N'en déplaise à Rama Yade, Thierry Henry a bien triché. C'est déplorable. Mais ce qui est le plus navrant dans cette affaire, et qui n'a suscité aucun cri d'orfraie, c'est qu'en propulsant les Bleus en Afrique du Sud avec sa main, leur capitaine a, comme on dit dans le milieu, simplement "fait le métier".
"Faire le métier", dans le jargon cycliste, consiste à prendre des produits pour améliorer ses performances. Dans le milieu du foot, c'est faire une faute au milieu du terrain pour briser l'élan de l'équipe adverse, retenir un joueur par le maillot sur un corner pour l'empêcher de prendre un ballon de la tête, s'écrouler dans la surface pour obtenir un penalty ou encore susurrer des mots doux à l'oreille de son adversaire pour lui faire perdre ses nerfs et qu'il écope d'un carton.
Pourquoi s'échiner à invoquer le fameux esprit de fair-play et à vouloir parer de vertus un sport où les vices sont tolérés voire encouragés ? S'il faut trouver une utilité à l'"affaire Henry", c'est que cette main, vue par des millions de téléspectateurs, devrait rappeler à tous ceux qui ne veulent pas le voir, que le football, joyeux divertissement, a une face plus sombre.
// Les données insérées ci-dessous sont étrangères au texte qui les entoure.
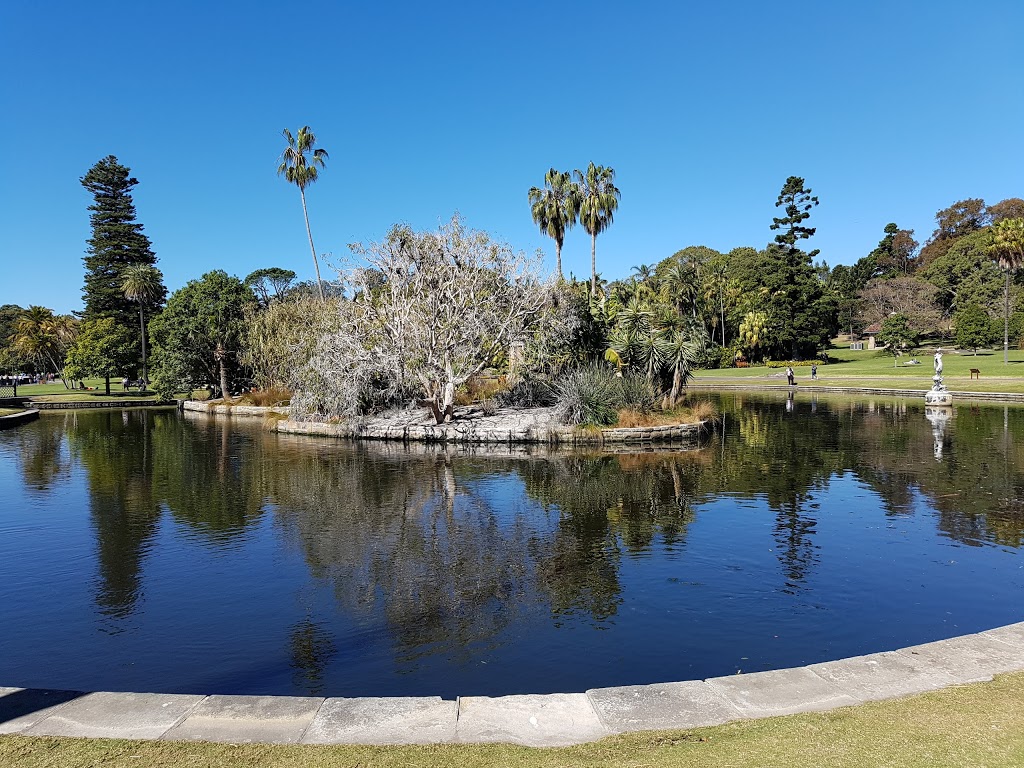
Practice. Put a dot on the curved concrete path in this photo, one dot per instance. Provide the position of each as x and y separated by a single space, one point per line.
551 720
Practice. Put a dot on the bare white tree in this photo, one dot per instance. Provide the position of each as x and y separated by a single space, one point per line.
429 310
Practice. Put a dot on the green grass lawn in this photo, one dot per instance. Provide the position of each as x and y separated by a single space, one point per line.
57 392
971 725
875 369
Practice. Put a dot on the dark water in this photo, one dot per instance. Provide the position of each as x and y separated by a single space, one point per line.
142 550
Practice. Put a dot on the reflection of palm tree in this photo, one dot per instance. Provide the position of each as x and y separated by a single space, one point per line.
299 165
311 650
44 337
1008 248
124 510
141 283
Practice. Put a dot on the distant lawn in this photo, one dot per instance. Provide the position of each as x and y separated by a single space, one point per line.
875 369
968 725
56 392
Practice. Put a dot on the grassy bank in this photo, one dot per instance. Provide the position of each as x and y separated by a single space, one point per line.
875 369
974 725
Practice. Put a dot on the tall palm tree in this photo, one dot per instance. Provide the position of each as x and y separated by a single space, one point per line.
1008 247
44 337
555 208
681 286
141 283
598 201
680 345
299 165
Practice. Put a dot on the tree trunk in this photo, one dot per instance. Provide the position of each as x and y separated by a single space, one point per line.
141 326
593 264
223 379
309 233
1006 322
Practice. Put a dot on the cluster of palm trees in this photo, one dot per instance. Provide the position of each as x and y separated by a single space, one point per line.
1007 247
653 339
300 164
44 338
591 199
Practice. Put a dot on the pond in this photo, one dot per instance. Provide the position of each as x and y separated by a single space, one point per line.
147 550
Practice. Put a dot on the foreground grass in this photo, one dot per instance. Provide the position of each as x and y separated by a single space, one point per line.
974 725
875 369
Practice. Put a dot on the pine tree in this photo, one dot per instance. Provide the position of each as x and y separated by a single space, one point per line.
117 243
797 202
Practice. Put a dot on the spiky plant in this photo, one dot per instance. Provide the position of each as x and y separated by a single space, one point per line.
1007 246
598 202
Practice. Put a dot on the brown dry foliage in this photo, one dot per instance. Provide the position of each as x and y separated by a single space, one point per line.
688 414
266 397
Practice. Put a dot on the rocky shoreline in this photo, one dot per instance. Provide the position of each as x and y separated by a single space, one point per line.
469 425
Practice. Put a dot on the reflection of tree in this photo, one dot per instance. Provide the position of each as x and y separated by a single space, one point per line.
398 536
41 453
213 476
114 449
311 650
975 484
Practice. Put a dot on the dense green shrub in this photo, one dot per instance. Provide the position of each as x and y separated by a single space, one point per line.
822 360
593 394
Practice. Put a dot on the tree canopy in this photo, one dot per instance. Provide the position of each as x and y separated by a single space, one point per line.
197 338
117 242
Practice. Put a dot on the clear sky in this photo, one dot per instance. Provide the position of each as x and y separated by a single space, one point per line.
890 111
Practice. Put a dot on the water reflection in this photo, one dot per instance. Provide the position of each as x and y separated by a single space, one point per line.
457 555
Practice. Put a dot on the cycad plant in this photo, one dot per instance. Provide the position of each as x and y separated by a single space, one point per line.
299 165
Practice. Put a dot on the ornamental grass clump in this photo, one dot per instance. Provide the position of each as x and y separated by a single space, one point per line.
528 392
588 395
638 393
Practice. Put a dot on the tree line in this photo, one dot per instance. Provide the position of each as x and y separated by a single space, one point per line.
423 314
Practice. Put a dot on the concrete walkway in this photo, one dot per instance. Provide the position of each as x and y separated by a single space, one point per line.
551 720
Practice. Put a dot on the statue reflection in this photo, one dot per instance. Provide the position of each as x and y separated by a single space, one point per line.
939 419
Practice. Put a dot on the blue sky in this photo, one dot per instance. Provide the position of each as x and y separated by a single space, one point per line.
889 110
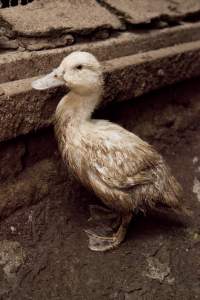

Car que trouve-t-on si on fouille un peu dans les coulisses de ce show médiatique ? Des histoires de dopage, de corruption de joueurs ou d'arbitres, de matches achetés, de transferts frauduleux, d'insultes racistes ou homophobes, de débordements de violence sur le terrain comme en tribune...
Le SNEP-FSU, principal syndicat des professeurs d'éducation physique et sportive, condamne dans un communiqué "les déclarations du sélectionneur Raymond Domenech et de certains joueurs selon lesquelles "l'essentiel'', en sport, c'est de gagner" et incite "en particulier les enseignants d'EPS à débattre immédiatement avec leurs élèves de l'avenir du football et du sport en général, à réfléchir aux contours d'un autre sport émancipateur et humaniste". Redéfinir un sport à valeur éducative qui échapperait aux lois de la compétition et du spectacle ? Pourquoi pas ? Mais il faudrait commencer par arrêter de magnifier des jeunes gens qui shootent dans un ballon et l'attrapent parfois de la main.